Protomartyr – ‘Relatives in Descent’

Protomartyr – ‘Relatives in Descent’

Album / Domino / 29.09.2017
Post punk


Manchester 1980, Detroit 2017, rien n’a changé. La même violente réalité économique, le même mépris écrasant des pouvoirs publics. Alors, bien que souvent comparé à The Fall, le post-punk de Protomartyr est toujours furieusement d’actualité. Les américains sortent ‘Relatives in Descent’ chez Domino, leur quatrième album enregistré en deux semaines ce printemps avec Sonny DiPerri (Animal Collective, Dirty Projectors).

Les couplets de ‘A Private Understanding’ déroulent tel un monologue, une poésie désenchantée, la phrase ‘I don’t want to hear those vile trompets anymore‘ revient avec insistance, puis il est fait référence à l’anecdote véridique de Elvis quittant Flagstaff,  profondément bouleversé en voyant à travers un nuage le visage de Staline se changer en celui du Christ. La vérité et la réalité, ces deux piliers érodés de nos sociétés, sont les thèmes principaux du disque selon Joe Casey. Elle est peut être là la différence entre 1980 et 2017 : la frontière entre le vrai et le faux n’a jamais été si mouvante, le cynisme dégueulasse désormais enveloppé dans du papier cadeau. ‘My Children’ en sait quelque chose, souffle sur les braises du savoir, ‘Pass On, Pass On‘, incantations à l’élévation détruites par la réalité implacable. La personnalité de Joe Casey fait de Protomartyr un groupe particulier, des titres aux textes riches, une voix fatiguée qui ne tombera jamais. Il y a là la sérénité flamboyante du mec qui ne versera pas une goutte de son whisky dans les fracas de l’Apocalypse. Et pourtant, on sent ici la puissance des certitudes se fissurer, les nuages noirs influer sur le moral des troupes. ‘Windsor’ Hum’ dit ‘Everything’s fine’ mais on ne le croit pas une seconde, le lourd refrain en choeur de ‘Male Plague’ n’a plus rien de Post, ‘Up the Tower’ est violemment écrasé par une presse industrielle, martelé jusqu’à ce que la dernière trace de tissus vivants disparaisse. On est loin du spirituel ‘Odyshape’ des Raincoats, que le guitariste Greg Ahee a cité comme influence du disque. Heureusement le très beau et poignant ‘Half Sister’ vient clôturer ‘Relatives in Descent’ sur des notes humaines.

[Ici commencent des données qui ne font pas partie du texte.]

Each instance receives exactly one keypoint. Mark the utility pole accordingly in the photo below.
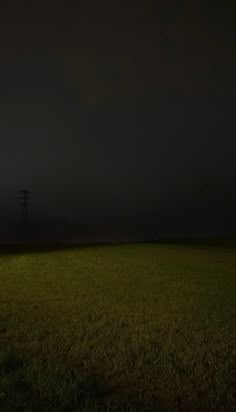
(25, 197)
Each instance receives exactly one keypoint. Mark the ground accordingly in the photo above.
(139, 327)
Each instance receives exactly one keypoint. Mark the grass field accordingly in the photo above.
(118, 328)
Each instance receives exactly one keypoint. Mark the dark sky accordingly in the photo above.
(119, 116)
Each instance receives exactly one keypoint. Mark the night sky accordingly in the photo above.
(120, 117)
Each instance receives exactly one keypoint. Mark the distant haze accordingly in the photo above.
(120, 119)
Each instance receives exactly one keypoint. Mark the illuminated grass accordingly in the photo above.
(118, 328)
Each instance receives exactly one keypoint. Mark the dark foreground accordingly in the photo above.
(118, 328)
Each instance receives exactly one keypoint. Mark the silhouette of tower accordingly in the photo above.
(25, 197)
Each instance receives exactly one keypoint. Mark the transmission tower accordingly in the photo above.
(25, 197)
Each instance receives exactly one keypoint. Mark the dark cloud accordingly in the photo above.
(119, 116)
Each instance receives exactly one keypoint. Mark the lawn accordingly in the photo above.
(138, 327)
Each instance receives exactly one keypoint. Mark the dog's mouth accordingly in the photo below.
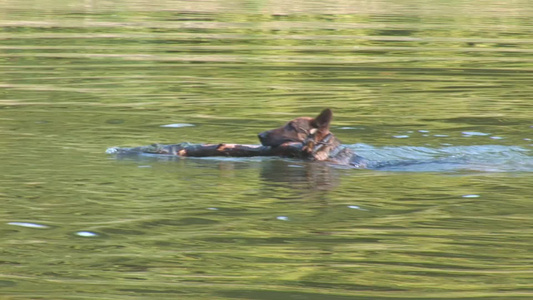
(279, 143)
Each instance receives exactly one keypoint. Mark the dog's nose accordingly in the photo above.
(261, 136)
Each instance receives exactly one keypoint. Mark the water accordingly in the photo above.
(445, 83)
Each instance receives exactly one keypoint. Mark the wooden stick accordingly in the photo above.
(293, 150)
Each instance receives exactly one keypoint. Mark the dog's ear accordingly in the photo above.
(323, 119)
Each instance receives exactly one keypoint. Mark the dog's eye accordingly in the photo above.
(291, 126)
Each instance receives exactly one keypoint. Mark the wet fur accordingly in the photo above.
(319, 144)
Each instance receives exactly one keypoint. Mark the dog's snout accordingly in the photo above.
(262, 136)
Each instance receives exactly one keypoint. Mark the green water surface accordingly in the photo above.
(400, 76)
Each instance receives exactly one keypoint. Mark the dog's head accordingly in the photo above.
(302, 130)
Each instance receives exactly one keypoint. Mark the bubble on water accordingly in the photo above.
(86, 234)
(112, 150)
(471, 196)
(177, 125)
(474, 133)
(28, 225)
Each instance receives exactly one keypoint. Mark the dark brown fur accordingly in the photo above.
(318, 142)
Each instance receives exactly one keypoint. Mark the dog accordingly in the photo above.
(319, 144)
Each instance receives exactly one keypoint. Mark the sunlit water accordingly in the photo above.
(438, 91)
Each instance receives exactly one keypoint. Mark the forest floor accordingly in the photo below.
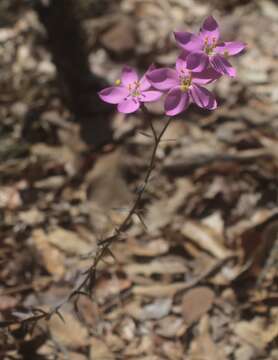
(197, 280)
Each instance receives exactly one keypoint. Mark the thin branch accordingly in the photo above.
(89, 276)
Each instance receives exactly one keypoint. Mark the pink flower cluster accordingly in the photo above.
(202, 61)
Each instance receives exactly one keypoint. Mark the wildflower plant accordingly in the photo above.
(203, 60)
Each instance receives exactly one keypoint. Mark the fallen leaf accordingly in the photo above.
(195, 303)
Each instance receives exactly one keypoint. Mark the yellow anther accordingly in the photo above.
(185, 83)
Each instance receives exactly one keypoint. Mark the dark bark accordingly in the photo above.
(67, 43)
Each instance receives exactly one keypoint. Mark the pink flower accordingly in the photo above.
(129, 91)
(205, 48)
(184, 86)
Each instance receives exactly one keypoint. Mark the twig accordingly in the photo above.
(89, 276)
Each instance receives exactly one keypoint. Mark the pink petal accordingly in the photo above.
(128, 106)
(114, 94)
(205, 77)
(163, 79)
(176, 101)
(144, 83)
(188, 41)
(181, 64)
(129, 76)
(197, 61)
(210, 30)
(231, 47)
(202, 97)
(222, 65)
(151, 95)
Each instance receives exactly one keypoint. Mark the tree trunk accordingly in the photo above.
(67, 44)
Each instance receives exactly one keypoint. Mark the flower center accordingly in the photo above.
(134, 89)
(185, 83)
(209, 46)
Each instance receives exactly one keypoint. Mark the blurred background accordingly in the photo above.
(198, 278)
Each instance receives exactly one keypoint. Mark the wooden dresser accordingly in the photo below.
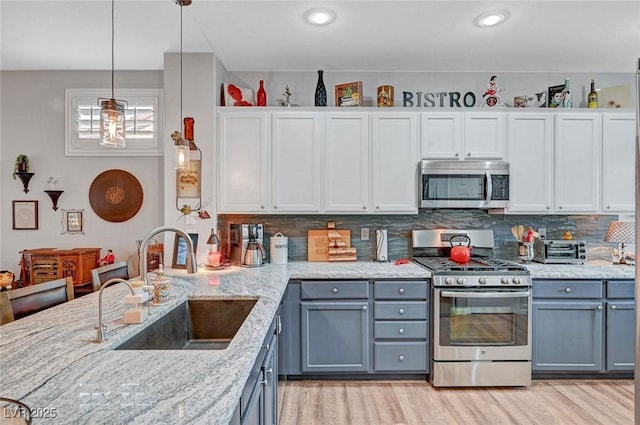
(45, 264)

Jusqu’ici, les albums de Protomartyr n’avaient rien d’une franche rigolade, mais il y avait un caractère, un charisme qui donnait l’énergie nécessaire pour faire face, la force de se placer au dessus de ce merdier. Aujourd’hui, le groupe a pris la déferlante Trump en pleine face, encore plus que la personnalité de l’homme d’affaire, et c’est la gigantesque manipulation des masses qui a mené à son élection qui semble l’avoir profondément marqué, au point de livrer son album le plus sombre à ce jour.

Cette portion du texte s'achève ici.